İlk albüm kapağında da yüzünüz çok görünmüyordu zaten...
Onu bilerek yapmadık aslında. "Zaten bir gizem vardı, albümde de böyle olsun" diye düşünmedik. Sadece o fotoğraf hoşumuza gittiği için onu koyduk. Biraz delikanlılık yaptık aslında. Zaten tanınmayan bir yüzü, iyice tanınmaz hale getirdik. "Büyük İnsan" klibiyle de işler yolunda gitmeye başlayınca tekrar bir kapak çıkarıp, onu da fotoğraflı yaptık. Dediğim gibi interneti nasıl kullanmak istediğinize bağlı. O yüzden hiçbir dezavantajını yaşamadım internetin.
İnternet mecralarında sizin gibi yaptıkları işleri dinleyicilere sunan birçok amatör müzisyen var, sizce neden siz sıyrıldınız aralarından?
Bilemiyorum. O zamanlar zaten amatör kayıtlara inanılmaz bir ilgi vardı. İrem vardı, Seksendört vardı. Biz de o dönem çıktık ve şarkılar yayılmaya başladı. Herkes gitarını alıp kendi bestesini söyleyip internete veriyordu, bizden sonra da devam etti bu. Samimi olduğu için herhalde çok sevildi. Hiçbir kaygı gütmeden o kaydı yapmıştık biz. Albüm yapalım biri bizi keşfetsin diye yapmadık. Sadece merak ettik nasıl bir iş yapıyoruz diye. Çok şükür, çok güzel tepkiler alıyorduk. İnanılmaz bir tıklanma rekoru yaşadık. Belki samimi olduğu için sevildi ve hala da samimi olduğu için belki bu kadar şarkılar seviliyor.
Eğer internetteki şarkılarınız ilk albüm aşamasında bu kadar ilgi göremeseydi hayatınıza nasıl bir yön verecektiniz?
Ben Endüstriyel Yönetim okudum ama onu yapmazdım. İlk albümde öyle bir çıkış yakalayamasaydım, yine uğraşırdım. Biraz sabırlıyımdır o konuda. Elimden geleni yapardım, mutlaka olacak diye düşünürdüm ki zaten aslında bayağı da sabrettik. "Yan Sen" ile çıktık ve "Büyük İnsan" klibine kadar varlığımız yokluğumuz belli değildi. "Büyük İnsan" klibinden sonra bir şeyler olmaya başladı. Onda da olmasa yine beklerdim, "Dön"de olurdu. Buna emin bir şekilde ilerliyorduk.
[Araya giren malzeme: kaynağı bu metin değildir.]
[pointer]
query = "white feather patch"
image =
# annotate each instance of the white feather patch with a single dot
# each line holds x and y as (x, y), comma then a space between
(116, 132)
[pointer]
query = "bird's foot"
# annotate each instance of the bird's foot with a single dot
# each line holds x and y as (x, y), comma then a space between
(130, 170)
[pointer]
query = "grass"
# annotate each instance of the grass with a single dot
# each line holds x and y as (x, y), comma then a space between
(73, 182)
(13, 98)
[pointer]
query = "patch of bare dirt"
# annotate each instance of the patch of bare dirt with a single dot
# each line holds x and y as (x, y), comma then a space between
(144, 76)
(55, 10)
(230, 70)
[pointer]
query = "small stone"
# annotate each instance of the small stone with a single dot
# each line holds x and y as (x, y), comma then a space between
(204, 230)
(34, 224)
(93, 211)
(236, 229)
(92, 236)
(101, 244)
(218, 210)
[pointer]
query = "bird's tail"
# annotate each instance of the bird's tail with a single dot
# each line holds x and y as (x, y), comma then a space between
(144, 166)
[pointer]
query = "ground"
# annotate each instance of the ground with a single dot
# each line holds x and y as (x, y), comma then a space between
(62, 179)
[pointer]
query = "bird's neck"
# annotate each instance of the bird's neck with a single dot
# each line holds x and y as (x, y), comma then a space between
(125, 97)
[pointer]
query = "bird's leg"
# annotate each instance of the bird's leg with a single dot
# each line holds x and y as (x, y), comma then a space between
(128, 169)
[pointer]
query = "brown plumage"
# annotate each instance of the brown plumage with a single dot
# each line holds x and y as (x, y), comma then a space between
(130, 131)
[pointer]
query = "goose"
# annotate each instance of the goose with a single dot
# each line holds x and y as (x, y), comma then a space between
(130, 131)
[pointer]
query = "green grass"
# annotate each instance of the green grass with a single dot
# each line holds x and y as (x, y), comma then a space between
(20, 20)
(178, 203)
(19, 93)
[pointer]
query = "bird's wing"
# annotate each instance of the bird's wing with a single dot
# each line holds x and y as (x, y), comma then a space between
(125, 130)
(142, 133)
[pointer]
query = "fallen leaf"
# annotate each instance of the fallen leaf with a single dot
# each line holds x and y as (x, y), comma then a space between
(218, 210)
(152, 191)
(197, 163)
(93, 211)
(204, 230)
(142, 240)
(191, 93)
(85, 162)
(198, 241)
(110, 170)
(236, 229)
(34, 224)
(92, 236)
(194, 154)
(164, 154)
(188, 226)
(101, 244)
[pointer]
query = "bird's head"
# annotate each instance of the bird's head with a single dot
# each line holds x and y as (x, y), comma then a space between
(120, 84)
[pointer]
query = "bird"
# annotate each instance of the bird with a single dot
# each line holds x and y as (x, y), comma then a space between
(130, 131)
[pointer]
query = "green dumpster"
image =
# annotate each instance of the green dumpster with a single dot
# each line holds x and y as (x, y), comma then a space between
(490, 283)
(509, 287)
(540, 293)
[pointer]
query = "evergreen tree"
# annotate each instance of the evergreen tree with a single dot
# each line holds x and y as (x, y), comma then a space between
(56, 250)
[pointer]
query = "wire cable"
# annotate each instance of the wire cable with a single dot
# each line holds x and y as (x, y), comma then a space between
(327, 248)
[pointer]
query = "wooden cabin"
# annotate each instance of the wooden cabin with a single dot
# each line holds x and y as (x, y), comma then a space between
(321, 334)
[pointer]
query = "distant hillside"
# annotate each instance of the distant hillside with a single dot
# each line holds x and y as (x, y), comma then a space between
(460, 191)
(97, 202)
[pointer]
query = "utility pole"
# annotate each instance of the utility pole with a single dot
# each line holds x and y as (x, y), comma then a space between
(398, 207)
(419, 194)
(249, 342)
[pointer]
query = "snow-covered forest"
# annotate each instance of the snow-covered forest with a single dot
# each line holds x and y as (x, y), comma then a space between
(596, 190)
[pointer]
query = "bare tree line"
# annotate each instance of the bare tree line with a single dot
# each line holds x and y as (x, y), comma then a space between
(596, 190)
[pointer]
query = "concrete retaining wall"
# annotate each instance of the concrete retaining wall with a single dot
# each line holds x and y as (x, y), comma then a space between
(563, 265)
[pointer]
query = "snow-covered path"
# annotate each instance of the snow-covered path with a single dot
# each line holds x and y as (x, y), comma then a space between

Hadi o da olmadı, yine müzisyen olarak sahne çalışmalarına barlarda şarkı söyleyerek devam ederdim. Hayatımı öyle kazanırdım. Oturup da endüstriyel yönetim ile uğraşamazdım. Öyle bir yapım yok zaten. Sabah git akşam gel işlerini ben yapamazdım. Diyelim ki ellerime bir şey olsa ya da bir şey olsa ve müzik yapamasam, resim yapardım herhalde o zaman da. Muhakkak bir sanatla uğraşırdım.
Peki ikinci albümde de bu iddialı çıkışı korumak adına herhangi bir şey yaptınız mı?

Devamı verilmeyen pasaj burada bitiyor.